The Hungarian parliament has introduced online gaming legislation that will open up the market to private operators and end to the current state-controlled monopoly on sports betting.
Operators based within the European Economic Area will be free to launch iGaming offerings in the country, with no limit to the number of available permits yet stated by the Hungarian regulator. The main barrier will be the stipulation that any operator who, in the 10 years preceding application, has offered unlicensed iGaming within Europe, will be prohibited from operating in Hungary.
Each operator seeking to apply for a licence must pay the Hungarian State Treasury a licence fee of €1.7m and have minimum share capital of €2.8m. Operators will also have to provide a minimum guarantee of HUF250m (around €700,000). No tax implications have yet been revealed, but players will be allowed to use credit cards to make online deposits, provided they are linked with an authorised payment service provider.

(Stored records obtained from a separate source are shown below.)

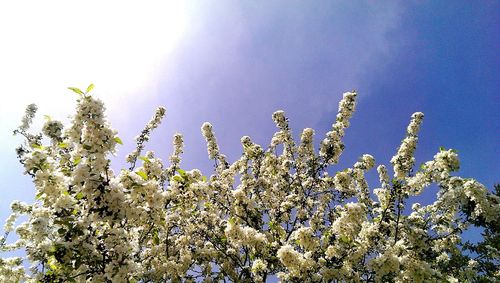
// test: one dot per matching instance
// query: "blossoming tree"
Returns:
(278, 211)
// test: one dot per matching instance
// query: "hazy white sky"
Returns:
(49, 45)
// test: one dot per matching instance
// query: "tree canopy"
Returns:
(282, 211)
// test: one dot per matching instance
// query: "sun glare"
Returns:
(47, 45)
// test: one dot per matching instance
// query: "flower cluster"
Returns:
(269, 213)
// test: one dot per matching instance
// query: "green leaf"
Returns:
(76, 90)
(90, 88)
(143, 175)
(79, 196)
(63, 145)
(156, 238)
(145, 159)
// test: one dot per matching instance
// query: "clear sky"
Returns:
(234, 63)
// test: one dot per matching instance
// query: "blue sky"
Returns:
(235, 63)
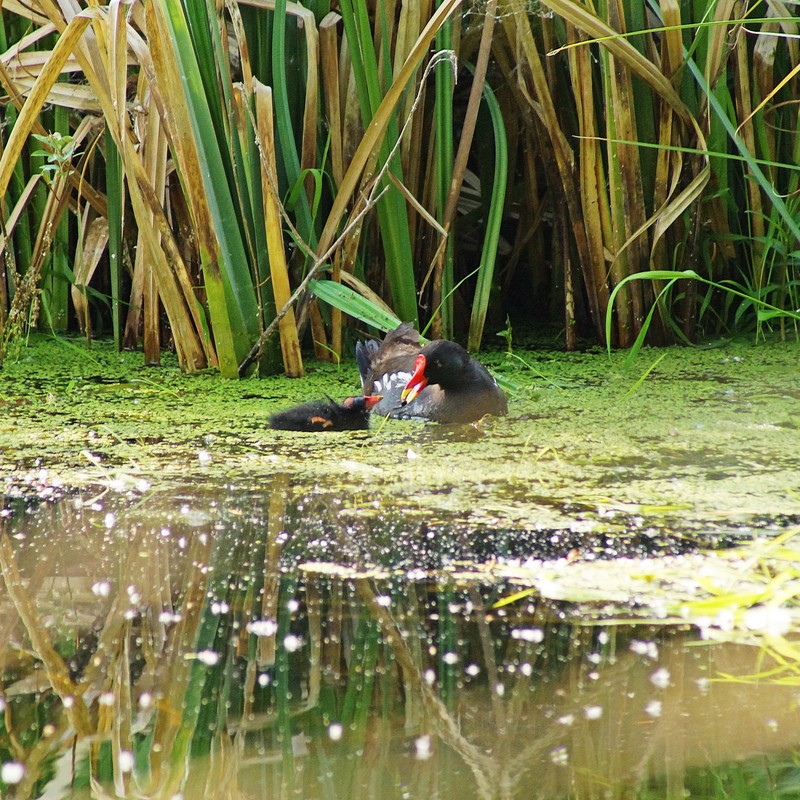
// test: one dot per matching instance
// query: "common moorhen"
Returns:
(439, 382)
(352, 414)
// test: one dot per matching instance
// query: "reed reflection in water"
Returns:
(183, 646)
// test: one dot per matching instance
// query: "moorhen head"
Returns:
(439, 382)
(352, 414)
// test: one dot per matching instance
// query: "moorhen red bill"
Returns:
(352, 414)
(436, 382)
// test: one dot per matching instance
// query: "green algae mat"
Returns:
(706, 438)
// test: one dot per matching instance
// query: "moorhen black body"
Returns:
(438, 382)
(352, 414)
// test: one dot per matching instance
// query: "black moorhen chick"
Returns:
(352, 414)
(439, 382)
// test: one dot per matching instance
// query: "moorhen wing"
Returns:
(439, 382)
(352, 414)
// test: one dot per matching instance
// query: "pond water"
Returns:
(596, 597)
(271, 645)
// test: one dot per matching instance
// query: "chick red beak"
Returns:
(417, 383)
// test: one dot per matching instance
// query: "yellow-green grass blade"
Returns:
(229, 286)
(392, 212)
(480, 302)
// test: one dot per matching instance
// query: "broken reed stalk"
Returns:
(370, 201)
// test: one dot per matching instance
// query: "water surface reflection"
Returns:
(267, 646)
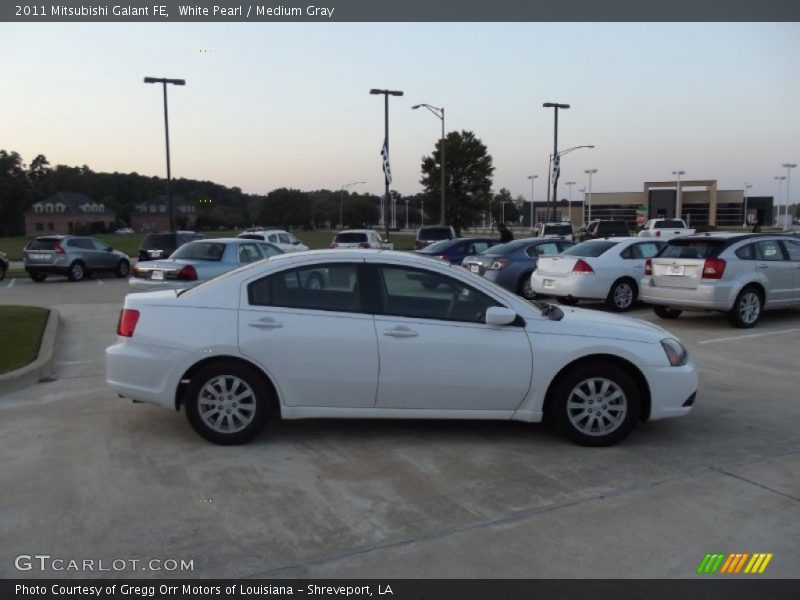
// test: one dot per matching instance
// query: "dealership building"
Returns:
(699, 202)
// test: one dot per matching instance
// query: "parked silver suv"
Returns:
(740, 274)
(74, 256)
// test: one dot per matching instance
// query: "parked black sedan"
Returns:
(510, 265)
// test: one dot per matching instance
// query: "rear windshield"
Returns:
(590, 248)
(689, 248)
(42, 244)
(350, 238)
(668, 224)
(201, 251)
(158, 241)
(558, 229)
(435, 233)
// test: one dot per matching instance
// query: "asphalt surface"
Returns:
(88, 475)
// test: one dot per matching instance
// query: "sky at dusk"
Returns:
(269, 105)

The new legislation is intended to ensure a higher standard of player protection, and the draft Bill states that operators must present a Player Protection Plan. “In a liberalised online betting market, several private companies are competing with each other, so there is a danger of encouraging excessive gambling instead of maximising the principle of responsible gaming. Therefore, the draft aims to liberalise remote gambling by emphasising the protection of players and introducing guarantee regulatory elements that protect the interests of players” states the text.
The Bill is subject to a standstill period following its notification to the European Commission, which runs until May 4th.